In a press conference on Tuesday, the chairman of China’s Advisory Committee on Climate Change, He Jiankun, announced that China will for the first time set a cap on its carbon dioxide (CO2) emissions.
As Reuters points out, there’s still a lot of uncertainty regarding the announcement. We don’t know how high the cap will be; details of the next five-year plan won’t be worked out until next year, and will take effect in 2016. He Jiankun also implied that the cap will be future-oriented, saying that China’s emission rates will continue to grow until an expected peak in 2030.
Despite these unknowns, the announcement from China is potentially a game-changer in the global fight against climate change. China had never before been willing to agree to a concrete cap on emissions, preferring instead to lower its “emissions intensity” (the ratio of emissions rate to GDP). However, given China’s rapid GDP growth, China’s reductions in emissions intensity equated to massive increases in absolute terms. As Georgetown environmental researcher Joanna Lewis pointed out, China’s promise to reduce carbon intensity to 46 percent of 2005 levels by 2020 would result in a 73 percent increase in the actual amount of emissions over the same period.
China’s refusal to consider an absolute cap on emissions was a major contributing factor to the failure of the 2009 UN climate change summit in Copenhagen. The announcement that China is now embracing such a cap of its own accord will provide a boost to the 2014 climate change conference in Bonn, Germany, which is set to open tomorrow.
Indeed, to many analysts the most exciting thing about the announcement is its timing. China announced an eventual emissions cap just before the UN climate change conference, and just after U.S. President Obama revealed his own ambitious environmental agenda. To many, this suggests a level of coordination and cooperation between the U.S. and China on the global climate change effort that has not existed before. As the two largest emitters of greenhouse gases in the world, U.S. and Chinese commitment to the issues is crucial — but has been missing from previous international discussions.

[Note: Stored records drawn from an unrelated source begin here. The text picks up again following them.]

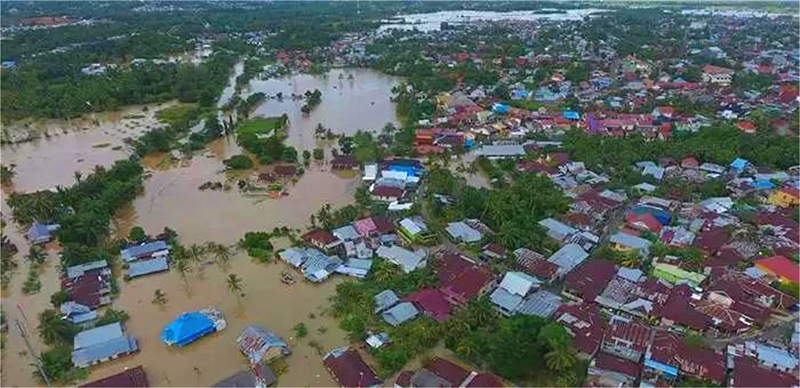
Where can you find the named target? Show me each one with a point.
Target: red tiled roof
(747, 373)
(387, 192)
(319, 236)
(447, 370)
(633, 334)
(350, 370)
(712, 240)
(584, 323)
(615, 364)
(404, 379)
(781, 267)
(432, 302)
(679, 310)
(591, 278)
(133, 377)
(485, 380)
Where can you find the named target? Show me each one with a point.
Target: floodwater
(426, 22)
(348, 105)
(172, 199)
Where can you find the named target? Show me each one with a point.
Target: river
(172, 199)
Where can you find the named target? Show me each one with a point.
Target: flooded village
(433, 195)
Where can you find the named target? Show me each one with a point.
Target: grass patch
(174, 114)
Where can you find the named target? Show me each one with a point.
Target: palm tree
(53, 329)
(235, 285)
(159, 297)
(196, 253)
(631, 259)
(560, 358)
(221, 253)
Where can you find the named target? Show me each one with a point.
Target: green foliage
(112, 316)
(57, 364)
(137, 235)
(718, 144)
(300, 330)
(258, 245)
(239, 162)
(55, 330)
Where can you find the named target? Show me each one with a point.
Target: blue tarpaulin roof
(187, 328)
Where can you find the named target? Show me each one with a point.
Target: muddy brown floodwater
(348, 105)
(172, 199)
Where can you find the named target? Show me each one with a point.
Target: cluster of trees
(264, 138)
(719, 144)
(313, 99)
(33, 90)
(524, 349)
(83, 210)
(512, 212)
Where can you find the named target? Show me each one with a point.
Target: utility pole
(36, 359)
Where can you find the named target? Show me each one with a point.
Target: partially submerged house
(349, 369)
(191, 326)
(261, 345)
(102, 344)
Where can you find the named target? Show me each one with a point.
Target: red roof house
(349, 369)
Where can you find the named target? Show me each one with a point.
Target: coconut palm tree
(159, 297)
(221, 253)
(53, 329)
(561, 357)
(235, 285)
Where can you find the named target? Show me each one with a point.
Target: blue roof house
(571, 115)
(501, 108)
(101, 344)
(739, 165)
(191, 326)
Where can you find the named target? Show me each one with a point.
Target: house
(385, 299)
(610, 371)
(349, 369)
(541, 303)
(780, 267)
(717, 75)
(462, 232)
(746, 126)
(133, 377)
(261, 345)
(387, 193)
(400, 313)
(567, 258)
(258, 376)
(589, 280)
(557, 230)
(77, 313)
(676, 275)
(432, 303)
(747, 373)
(785, 197)
(41, 233)
(157, 248)
(406, 259)
(101, 344)
(584, 324)
(415, 230)
(322, 239)
(147, 267)
(344, 162)
(501, 151)
(626, 242)
(509, 295)
(626, 338)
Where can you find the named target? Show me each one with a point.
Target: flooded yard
(171, 199)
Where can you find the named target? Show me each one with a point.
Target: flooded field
(172, 199)
(348, 104)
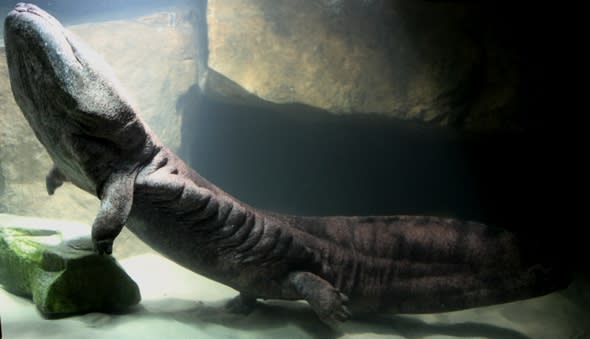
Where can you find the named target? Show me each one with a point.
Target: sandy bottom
(179, 304)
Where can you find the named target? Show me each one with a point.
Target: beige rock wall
(424, 61)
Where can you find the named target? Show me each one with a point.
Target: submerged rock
(50, 262)
(447, 64)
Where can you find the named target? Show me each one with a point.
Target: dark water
(286, 160)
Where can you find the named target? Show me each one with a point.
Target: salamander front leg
(116, 200)
(326, 300)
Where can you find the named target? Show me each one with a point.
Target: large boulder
(443, 63)
(53, 262)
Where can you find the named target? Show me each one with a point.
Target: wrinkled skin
(339, 265)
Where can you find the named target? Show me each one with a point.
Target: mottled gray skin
(97, 140)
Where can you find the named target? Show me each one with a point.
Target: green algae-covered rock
(57, 267)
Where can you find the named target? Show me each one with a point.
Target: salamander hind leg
(325, 299)
(241, 304)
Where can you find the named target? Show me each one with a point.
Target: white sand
(179, 304)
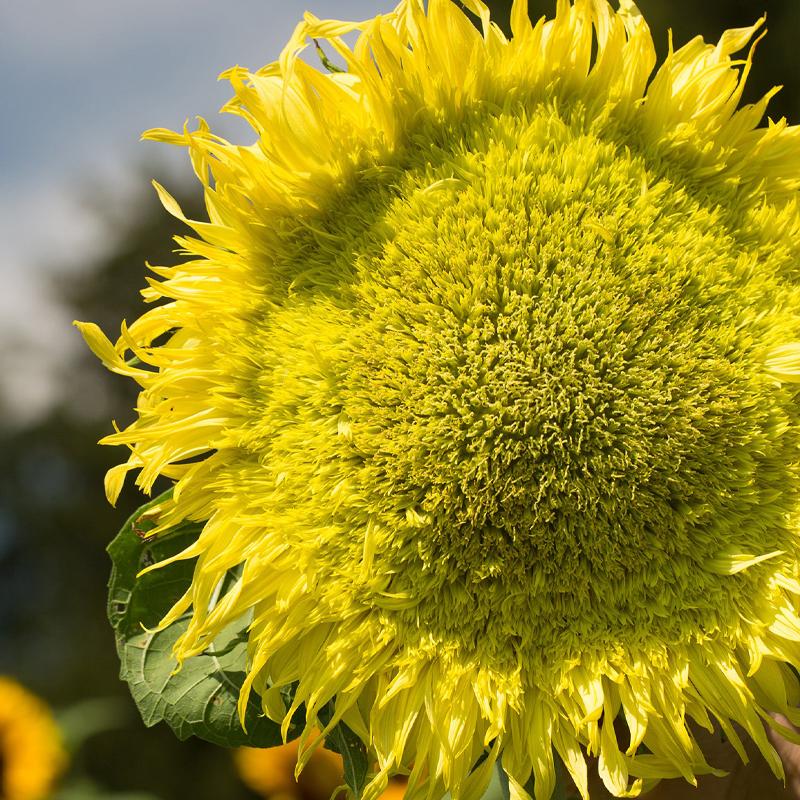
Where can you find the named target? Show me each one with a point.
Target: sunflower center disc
(522, 363)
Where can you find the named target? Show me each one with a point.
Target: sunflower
(484, 370)
(31, 753)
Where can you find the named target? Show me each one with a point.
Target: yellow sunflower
(31, 753)
(484, 369)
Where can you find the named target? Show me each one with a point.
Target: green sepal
(199, 699)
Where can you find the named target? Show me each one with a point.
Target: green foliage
(354, 755)
(199, 698)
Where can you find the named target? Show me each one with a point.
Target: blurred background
(78, 219)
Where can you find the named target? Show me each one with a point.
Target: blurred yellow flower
(31, 753)
(270, 772)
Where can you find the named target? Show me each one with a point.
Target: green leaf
(200, 699)
(342, 740)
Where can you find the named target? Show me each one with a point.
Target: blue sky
(81, 81)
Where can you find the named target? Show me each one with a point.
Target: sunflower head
(483, 369)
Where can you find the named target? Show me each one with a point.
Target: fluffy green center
(512, 394)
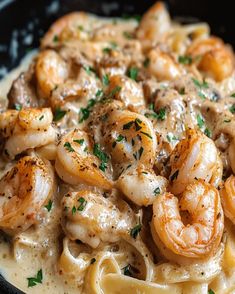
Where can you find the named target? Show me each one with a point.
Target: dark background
(27, 20)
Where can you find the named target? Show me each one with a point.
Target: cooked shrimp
(23, 192)
(202, 234)
(91, 218)
(194, 157)
(50, 71)
(76, 162)
(141, 185)
(228, 198)
(130, 138)
(154, 26)
(131, 93)
(215, 58)
(25, 129)
(162, 65)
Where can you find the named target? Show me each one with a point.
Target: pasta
(117, 160)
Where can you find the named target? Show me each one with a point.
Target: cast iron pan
(27, 20)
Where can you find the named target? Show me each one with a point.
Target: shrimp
(196, 156)
(91, 218)
(50, 71)
(130, 138)
(131, 93)
(202, 234)
(216, 59)
(154, 26)
(76, 162)
(25, 129)
(141, 185)
(23, 192)
(162, 65)
(227, 194)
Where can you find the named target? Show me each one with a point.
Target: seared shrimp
(194, 157)
(154, 26)
(202, 234)
(215, 58)
(23, 192)
(91, 218)
(25, 129)
(228, 198)
(76, 162)
(130, 138)
(141, 185)
(162, 65)
(50, 71)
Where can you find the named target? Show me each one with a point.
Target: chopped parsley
(128, 125)
(59, 114)
(232, 108)
(128, 35)
(55, 39)
(120, 138)
(174, 176)
(49, 205)
(170, 137)
(18, 107)
(157, 191)
(99, 93)
(105, 80)
(227, 120)
(89, 70)
(83, 203)
(74, 210)
(133, 73)
(103, 157)
(135, 231)
(207, 132)
(93, 260)
(146, 62)
(199, 84)
(127, 270)
(68, 147)
(33, 281)
(79, 141)
(200, 121)
(201, 95)
(146, 134)
(107, 50)
(84, 113)
(114, 91)
(187, 60)
(138, 154)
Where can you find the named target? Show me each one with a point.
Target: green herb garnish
(59, 114)
(83, 203)
(135, 231)
(133, 73)
(68, 146)
(49, 205)
(187, 60)
(33, 281)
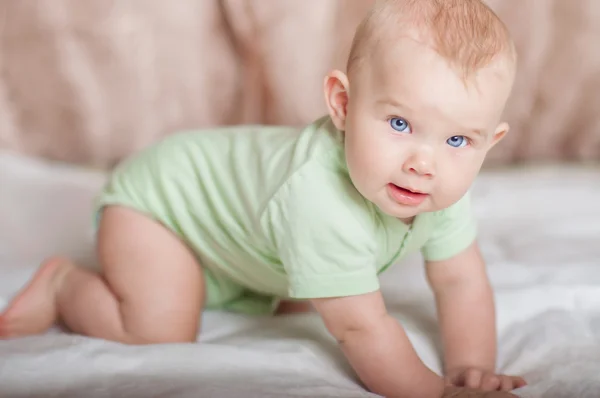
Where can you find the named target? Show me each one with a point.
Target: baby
(257, 219)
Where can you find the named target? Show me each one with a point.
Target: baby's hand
(461, 392)
(483, 380)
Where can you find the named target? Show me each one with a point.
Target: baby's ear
(500, 133)
(336, 90)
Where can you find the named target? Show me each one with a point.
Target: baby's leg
(151, 289)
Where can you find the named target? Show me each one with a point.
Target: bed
(540, 233)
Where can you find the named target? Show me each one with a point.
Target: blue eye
(400, 125)
(458, 141)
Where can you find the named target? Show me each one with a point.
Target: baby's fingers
(490, 382)
(473, 378)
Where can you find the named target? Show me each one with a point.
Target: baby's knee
(149, 339)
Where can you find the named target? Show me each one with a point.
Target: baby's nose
(420, 163)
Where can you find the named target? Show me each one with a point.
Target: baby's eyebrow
(392, 102)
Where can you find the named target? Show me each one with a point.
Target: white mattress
(540, 232)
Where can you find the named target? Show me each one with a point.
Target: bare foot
(293, 307)
(33, 310)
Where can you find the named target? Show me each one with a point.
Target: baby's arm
(377, 347)
(466, 314)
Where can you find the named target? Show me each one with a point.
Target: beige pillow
(93, 81)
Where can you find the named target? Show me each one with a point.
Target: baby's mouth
(406, 196)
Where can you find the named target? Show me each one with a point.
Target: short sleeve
(322, 231)
(454, 230)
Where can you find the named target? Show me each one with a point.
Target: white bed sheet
(540, 233)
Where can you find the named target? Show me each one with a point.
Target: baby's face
(416, 135)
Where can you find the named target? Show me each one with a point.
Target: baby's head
(421, 102)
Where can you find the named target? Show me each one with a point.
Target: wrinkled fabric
(91, 82)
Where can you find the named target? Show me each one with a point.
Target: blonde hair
(467, 33)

Now, that appears to have changed. At the end of May, I pointed out that the U.S. and China were both renewing their domestic efforts to fight climate change, setting the stage for the possibility of U.S.-China cooperation on the next international climate change agreement. The unveiling of two separate domestic initiatives so close together suggests either close cooperation or a sense of competition. Either would be good for the global effort — a U.S.-China race for perceived global leadership on this issue could motivate both to act more decisively than they would otherwise.